The Design Council found that since 2010 the percentage of women working in the design economy has grown by 42%, compared to just 17% growth amongst men.  Whilst this data doesn’t take into account social or economic class, one would hope that this increase would include an uptick in the number of working class females entering the industry.

I was lucky enough to find LEAP after my education, and was offered a job that didn’t just focus on a bottom line business model but instead gave me a fair and equal input to a studio. That was something that I wasn’t taught to expect in university, and not something that I thought existed in the industry back in 2012.

Knowing all this and the trajectory of what’s to come, how do we turn this around? What can we do?

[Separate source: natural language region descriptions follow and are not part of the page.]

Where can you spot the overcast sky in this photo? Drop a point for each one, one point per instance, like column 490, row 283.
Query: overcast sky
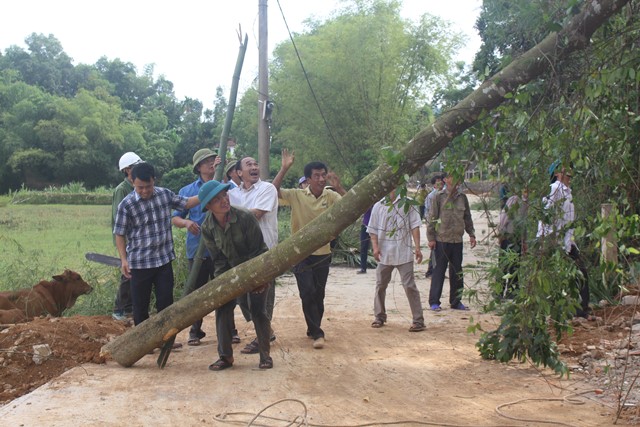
column 192, row 42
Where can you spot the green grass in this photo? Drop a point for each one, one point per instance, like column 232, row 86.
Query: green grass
column 53, row 237
column 39, row 241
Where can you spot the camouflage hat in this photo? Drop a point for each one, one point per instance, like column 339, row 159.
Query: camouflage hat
column 200, row 155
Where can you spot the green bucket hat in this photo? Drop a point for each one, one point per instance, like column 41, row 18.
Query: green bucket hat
column 200, row 155
column 209, row 190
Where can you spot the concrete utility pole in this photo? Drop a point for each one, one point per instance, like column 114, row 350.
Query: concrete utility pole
column 264, row 111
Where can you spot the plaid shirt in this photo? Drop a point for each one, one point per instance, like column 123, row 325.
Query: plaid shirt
column 146, row 225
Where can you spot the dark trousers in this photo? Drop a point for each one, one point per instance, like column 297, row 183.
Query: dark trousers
column 123, row 304
column 143, row 281
column 225, row 325
column 311, row 275
column 243, row 302
column 447, row 254
column 582, row 281
column 365, row 239
column 204, row 275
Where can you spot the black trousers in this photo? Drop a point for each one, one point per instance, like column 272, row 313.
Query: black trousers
column 143, row 281
column 365, row 239
column 447, row 255
column 311, row 275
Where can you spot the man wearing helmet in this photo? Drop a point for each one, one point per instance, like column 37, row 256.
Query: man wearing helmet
column 123, row 306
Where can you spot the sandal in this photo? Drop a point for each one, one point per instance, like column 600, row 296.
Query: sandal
column 251, row 348
column 220, row 365
column 266, row 363
column 417, row 327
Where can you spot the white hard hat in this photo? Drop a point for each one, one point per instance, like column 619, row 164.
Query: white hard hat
column 128, row 159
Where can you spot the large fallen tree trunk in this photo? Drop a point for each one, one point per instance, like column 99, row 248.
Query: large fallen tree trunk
column 135, row 343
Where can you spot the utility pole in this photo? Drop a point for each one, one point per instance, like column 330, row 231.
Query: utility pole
column 264, row 107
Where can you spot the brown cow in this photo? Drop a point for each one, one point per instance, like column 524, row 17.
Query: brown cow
column 47, row 297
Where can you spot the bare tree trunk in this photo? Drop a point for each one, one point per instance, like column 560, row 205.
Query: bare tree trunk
column 135, row 343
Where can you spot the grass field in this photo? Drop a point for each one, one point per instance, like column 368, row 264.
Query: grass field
column 39, row 241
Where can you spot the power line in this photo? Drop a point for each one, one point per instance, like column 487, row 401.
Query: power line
column 313, row 93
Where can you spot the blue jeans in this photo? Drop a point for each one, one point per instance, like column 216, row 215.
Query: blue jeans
column 143, row 281
column 311, row 275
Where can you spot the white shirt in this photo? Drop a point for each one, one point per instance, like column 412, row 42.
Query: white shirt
column 263, row 196
column 559, row 197
column 393, row 229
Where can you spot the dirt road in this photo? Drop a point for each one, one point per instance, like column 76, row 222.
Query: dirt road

The first thing that I’d like to see change is to have better art and design awareness in schools. Secondary students need to learn why these subjects are important.  I’m sure that more students would be inclined to take a design focused subject if more time was spent talking about its role in society. And once they are studying a design based subject, more design firms should offer work experience placements to secondary school students to encourage them to continue with their design education at college or university.

The creative sector also needs to address the prevalence of unpaid internships and the work experience requirements that are expected of graduates.  The current system is unethical, acting as a barrier to many prospective designers and preying on the ambitions of those who are able to afford to work for free for a period.  Unpaid internships create a feedback loop that elevates those from privileged backgrounds and that have led to the homogenised status of the design industry.

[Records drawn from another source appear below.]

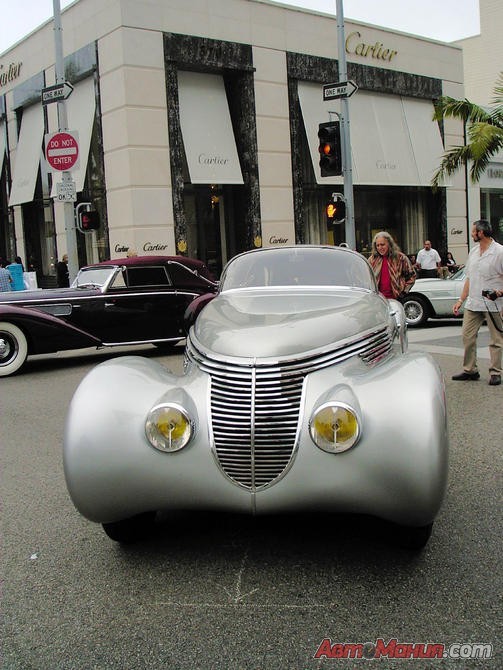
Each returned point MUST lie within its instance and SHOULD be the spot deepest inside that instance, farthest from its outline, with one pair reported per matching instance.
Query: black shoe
(465, 376)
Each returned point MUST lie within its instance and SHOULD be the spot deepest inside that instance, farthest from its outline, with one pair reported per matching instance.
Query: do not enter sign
(62, 150)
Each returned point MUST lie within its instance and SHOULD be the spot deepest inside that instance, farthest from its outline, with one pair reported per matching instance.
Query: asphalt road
(231, 593)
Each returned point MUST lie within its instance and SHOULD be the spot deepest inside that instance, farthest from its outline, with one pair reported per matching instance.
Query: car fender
(112, 471)
(399, 467)
(46, 333)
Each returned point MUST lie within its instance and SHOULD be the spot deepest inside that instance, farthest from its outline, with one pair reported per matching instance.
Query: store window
(491, 209)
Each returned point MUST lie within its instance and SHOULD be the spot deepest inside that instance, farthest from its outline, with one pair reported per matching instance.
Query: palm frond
(484, 134)
(464, 110)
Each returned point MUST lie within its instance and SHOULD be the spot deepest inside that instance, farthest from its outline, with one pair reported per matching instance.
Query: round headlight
(168, 427)
(334, 427)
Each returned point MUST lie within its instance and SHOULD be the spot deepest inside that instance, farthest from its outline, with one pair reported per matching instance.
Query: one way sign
(56, 93)
(342, 89)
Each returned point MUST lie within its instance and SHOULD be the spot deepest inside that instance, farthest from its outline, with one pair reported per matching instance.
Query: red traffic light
(330, 149)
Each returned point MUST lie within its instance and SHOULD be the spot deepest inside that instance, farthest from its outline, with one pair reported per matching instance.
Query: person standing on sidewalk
(392, 269)
(484, 271)
(428, 261)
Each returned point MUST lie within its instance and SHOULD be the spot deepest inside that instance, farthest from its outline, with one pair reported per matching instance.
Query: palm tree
(484, 134)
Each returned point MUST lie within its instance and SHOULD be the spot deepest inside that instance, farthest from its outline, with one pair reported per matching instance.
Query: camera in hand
(490, 293)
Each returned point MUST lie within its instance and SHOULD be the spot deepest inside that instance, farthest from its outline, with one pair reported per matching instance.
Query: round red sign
(62, 151)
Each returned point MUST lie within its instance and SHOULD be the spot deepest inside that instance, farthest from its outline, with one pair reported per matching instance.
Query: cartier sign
(148, 248)
(356, 46)
(8, 74)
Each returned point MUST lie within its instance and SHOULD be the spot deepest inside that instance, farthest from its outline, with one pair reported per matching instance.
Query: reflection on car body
(296, 396)
(123, 301)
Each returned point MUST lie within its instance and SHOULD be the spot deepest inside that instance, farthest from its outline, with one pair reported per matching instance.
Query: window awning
(394, 141)
(28, 154)
(208, 137)
(80, 111)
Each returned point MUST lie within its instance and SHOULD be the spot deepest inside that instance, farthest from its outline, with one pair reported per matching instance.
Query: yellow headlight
(334, 427)
(168, 427)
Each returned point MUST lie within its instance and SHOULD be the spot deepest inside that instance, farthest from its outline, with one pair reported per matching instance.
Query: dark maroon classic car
(122, 301)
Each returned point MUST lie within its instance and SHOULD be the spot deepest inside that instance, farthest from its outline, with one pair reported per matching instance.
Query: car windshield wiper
(89, 285)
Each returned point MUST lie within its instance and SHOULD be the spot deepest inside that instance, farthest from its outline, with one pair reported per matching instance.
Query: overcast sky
(446, 20)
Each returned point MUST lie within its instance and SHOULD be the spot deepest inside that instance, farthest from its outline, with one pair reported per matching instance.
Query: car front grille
(255, 406)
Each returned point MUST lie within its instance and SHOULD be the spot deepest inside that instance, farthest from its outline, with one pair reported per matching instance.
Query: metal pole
(347, 169)
(69, 214)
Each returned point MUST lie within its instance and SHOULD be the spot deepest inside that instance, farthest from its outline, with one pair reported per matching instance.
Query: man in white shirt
(484, 272)
(428, 261)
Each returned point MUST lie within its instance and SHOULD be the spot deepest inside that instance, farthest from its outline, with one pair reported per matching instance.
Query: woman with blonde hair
(393, 271)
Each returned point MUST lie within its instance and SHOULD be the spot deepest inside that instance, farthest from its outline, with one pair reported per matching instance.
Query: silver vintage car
(298, 395)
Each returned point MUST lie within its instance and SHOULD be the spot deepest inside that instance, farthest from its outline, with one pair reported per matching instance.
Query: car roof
(191, 263)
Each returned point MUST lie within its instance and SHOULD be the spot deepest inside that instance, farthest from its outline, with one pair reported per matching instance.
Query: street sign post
(62, 150)
(56, 93)
(342, 89)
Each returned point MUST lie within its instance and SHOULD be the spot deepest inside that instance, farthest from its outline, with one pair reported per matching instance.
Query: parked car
(123, 301)
(298, 395)
(433, 298)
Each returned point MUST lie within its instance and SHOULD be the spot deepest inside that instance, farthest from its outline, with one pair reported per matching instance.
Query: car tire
(416, 310)
(413, 537)
(129, 531)
(13, 348)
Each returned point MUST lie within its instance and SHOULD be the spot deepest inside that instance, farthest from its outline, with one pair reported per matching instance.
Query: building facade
(197, 130)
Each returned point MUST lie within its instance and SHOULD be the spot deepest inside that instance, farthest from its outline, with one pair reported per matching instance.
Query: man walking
(484, 272)
(428, 261)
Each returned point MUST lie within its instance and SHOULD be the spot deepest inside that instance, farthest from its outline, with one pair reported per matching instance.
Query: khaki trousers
(471, 326)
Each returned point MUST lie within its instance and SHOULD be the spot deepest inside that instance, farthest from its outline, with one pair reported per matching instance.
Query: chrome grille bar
(255, 405)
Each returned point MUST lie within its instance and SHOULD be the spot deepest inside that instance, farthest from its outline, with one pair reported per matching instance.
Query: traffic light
(89, 220)
(329, 135)
(335, 210)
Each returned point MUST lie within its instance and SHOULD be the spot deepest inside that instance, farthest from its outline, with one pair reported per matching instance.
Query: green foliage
(484, 134)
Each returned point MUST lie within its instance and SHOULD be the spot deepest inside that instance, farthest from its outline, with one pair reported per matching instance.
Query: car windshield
(93, 277)
(298, 266)
(460, 274)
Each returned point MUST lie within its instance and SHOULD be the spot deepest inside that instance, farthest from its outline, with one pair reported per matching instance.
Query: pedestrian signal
(335, 211)
(89, 220)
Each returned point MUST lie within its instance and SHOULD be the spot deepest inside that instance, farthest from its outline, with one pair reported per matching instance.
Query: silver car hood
(273, 322)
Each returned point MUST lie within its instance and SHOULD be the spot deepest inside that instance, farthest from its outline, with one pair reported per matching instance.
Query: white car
(433, 299)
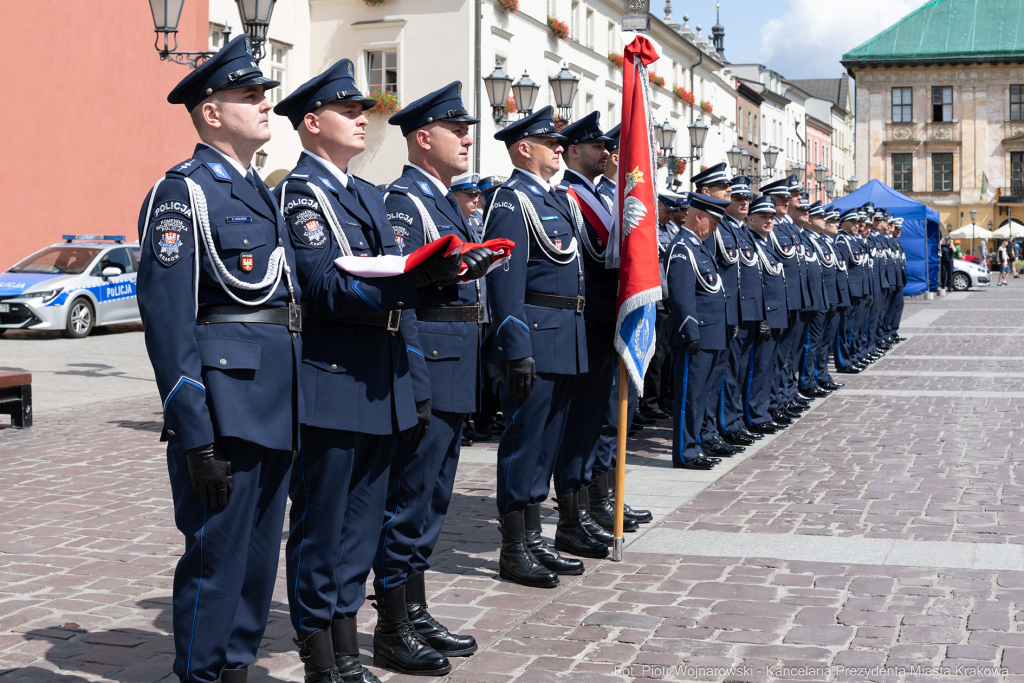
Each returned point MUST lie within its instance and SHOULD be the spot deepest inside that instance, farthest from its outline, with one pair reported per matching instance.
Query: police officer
(219, 305)
(852, 254)
(762, 371)
(696, 327)
(586, 156)
(364, 380)
(538, 338)
(750, 303)
(422, 209)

Here at Leap we’re developing a blind recruitment process for design roles.  It’s still a work in progress and needs refining further, but the idea is that we make our initial shortlist based solely upon the portfolio of the applicant.  No names; no work or education history; no giveaways; we judge on talent alone.  We have some work to do to make sure that applicants can submit their portfolios easily and anonymously, but it is a good start.  For this technique to be truly fair and equal, we need a greater number of young people from a greater variety of backgrounds studying design in the first place.  It would be nice to see other agencies and studios, particularly those in larger cities, implementing something similar in an effort to diversify their workforce.

I don’t expect these changes to happen overnight; many designers are far too comfortable in their privilege and perhaps even unaware that it is even a problem, and it will only be through the actions of pioneering institutions, agencies, studios and practices that progress is made.  These beacons of hope do exist however, and as more designers wake up to the poisonous nature of an elitist industry and its impact on our society and planet I believe that we will begin to see progress accelerating and equality improving.  It needs to happen.  It will happen, and it is happening now.